The anteromedial surface is bounded by the anterior and medial borders. Rather less than its upper third forms the rough floor of the intertubercular sulcus; the rest of the surface is smooth. Distal to the intertubercular sulcus a small area of the anteromedial surface is devoid of muscular attachment, but its lower half is occupied by the medial part of brachialis (Fig. 46.6A). Coracobrachialis is attached to a roughened strip on the middle of the medial border. The humeral head of pronator teres is attached to a narrow area close to the lowest part of the medial supracondylar ridge, and the ridge itself gives attachment to the medial intermuscular septum of the arm.
Distal end
The distal end of the humerus is a modified condyle: it is wider transversely and has articular and non-articular parts (Fig. 46.8, Fig. 46.9). The articular part is curved forwards, so that its anterior and posterior surfaces lie in front of the corresponding surfaces of the shaft. It articulates with the radius and the ulna at the elbow joint, and is divided by a faint groove into a lateral capitulum, and a medial trochlea.
Lateral epicondyle
The lateral border of the humerus terminates at the lateral epicondyle, and its lower portion constitutes the lateral supracondylar ridge. The lateral epicondyle occupies the lateral part of the non-articular portion of the condyle, but does not project beyond the lateral supracondylar ridge. It turns slightly forwards, unlike the medial epicondyle, which turns slightly backwards. Its lateral and anterior surfaces show a well-marked impression for the superficial group of the extensor muscles of the forearm (Fig. 46.6B), which arise from the lateral side of the lower humeral epiphysis, and, like the flexors, are situated outside the articular capsule. The posterior surface, which is very slightly convex, is easily felt in a depression visible behind the extended elbow.
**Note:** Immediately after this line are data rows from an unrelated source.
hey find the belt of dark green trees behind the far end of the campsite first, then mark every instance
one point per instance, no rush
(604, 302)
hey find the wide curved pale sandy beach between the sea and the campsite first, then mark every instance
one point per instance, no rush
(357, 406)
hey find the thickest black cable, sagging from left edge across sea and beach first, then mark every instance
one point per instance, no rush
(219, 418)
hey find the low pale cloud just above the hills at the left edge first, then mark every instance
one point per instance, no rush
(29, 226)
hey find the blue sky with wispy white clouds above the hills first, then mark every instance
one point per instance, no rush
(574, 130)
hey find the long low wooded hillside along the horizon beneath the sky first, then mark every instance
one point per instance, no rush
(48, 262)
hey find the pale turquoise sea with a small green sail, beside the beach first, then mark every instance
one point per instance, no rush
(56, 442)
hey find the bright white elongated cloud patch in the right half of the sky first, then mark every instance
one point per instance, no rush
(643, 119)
A small area on the posterior surface gives origin to anconeus.
Ossification
The humerus is ossified from eight centres, in the shaft, head, greater and lesser tubercles, capitulum with the lateral part of the trochlea, the medial part of the trochlea, and one for each epicondyle (Fig. 46.10). The centre for the shaft appears near its middle in the eighth week of intrauterine life, and gradually extends towards the ends. Before birth (20%), or in the first six months afterwards, ossification begins in the head, during the first year in females and second year in males in the greater tubercle, and about the fifth in the lesser tubercle. The existence of a centre in the lesser tubercle is often questioned, perhaps because it is often obscured in the usual anteroposterior radiological views (Fig. 46.11).
JOINTS
STERNOCLAVICULAR JOINT
The articulating surfaces are the sternal end of the clavicle and the clavicular notch of the sternum, together with the adjacent superior surface of the first costal cartilage (Fig. 46.12). The larger clavicular articular surface is covered by fibrocartilage, which is thicker than the fibrocartilaginous lamina on the sternum. The joint is convex vertically but slightly concave anteroposteriorly, and is therefore sellar; the clavicular notch of the sternum is reciprocally curved, but the two surfaces are not fully congruent. An articular disc completely divides the joint.
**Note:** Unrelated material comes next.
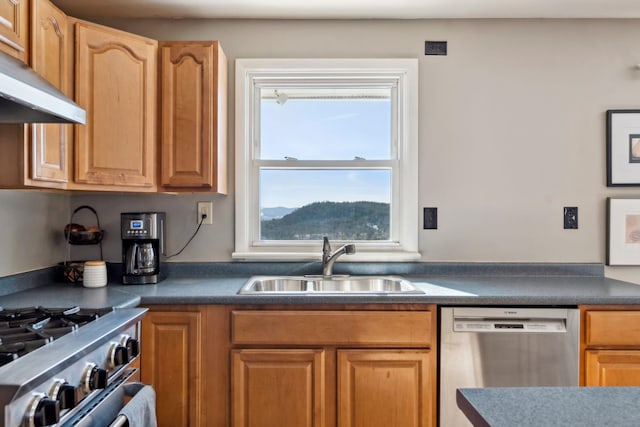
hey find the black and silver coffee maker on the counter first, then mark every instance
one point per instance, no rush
(143, 243)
The costoclavicular ligament is like an inverted cone, but short and flattened. It has anterior and posterior laminae which are attached to the upper surface of the first rib and costal cartilage, and ascends to the margins of an impression on the inferior clavicular surface at its medial end. Fibres of the anterior lamina ascend laterally and those of the posterior lamina (which are shorter) ascend medially (Fig. 46.12); they fuse laterally and merge medially with the capsule.